研究② シミュレーションが示す「乱流による星の多様性」
- 台湾・中央研究院の研究チームが詳細なシミュレーションを実施。
- 初期宇宙の巨大ガス雲の中で起きる乱流(turbulence)が、ガスを分裂させ、小さな塊を形成。
- そこから太陽質量と同程度、あるいは最大で40倍程度の質量を持つ比較的低質量の星も形成され得ることを示した。
宇宙進化へのインパクト
- 最初期の星に低質量星が含まれていたなら、寿命が長いため、今も生き残っている可能性がある。

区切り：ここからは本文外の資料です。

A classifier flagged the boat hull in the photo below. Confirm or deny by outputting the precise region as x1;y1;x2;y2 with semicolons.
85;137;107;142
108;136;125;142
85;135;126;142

- もし観測に成功すれば、宇宙誕生から間もない頃の化学環境を「生きた化石」として直接探れる。
- また、第二世代の星や最初の惑星形成が、従来の想定よりも早く始まった可能性を示唆。
今後の課題
- 低質量の第一世代星は極めて暗いため、観測が困難。
- すでにいくつかの候補が報告されているが、確実な証拠はまだない。
- 次世代望遠鏡(JWSTや今後の超大型望遠鏡)が鍵を握る。
👉 結論:
「最初の星はすべて超大質量だった」という定説は揺らぎつつあります。初期宇宙の化学と物理は、私たちが考えていた以上に多様で活発だった可能性があり、今後の観測次第では「まだ生き残る最古の星」に出会えるかもしれません。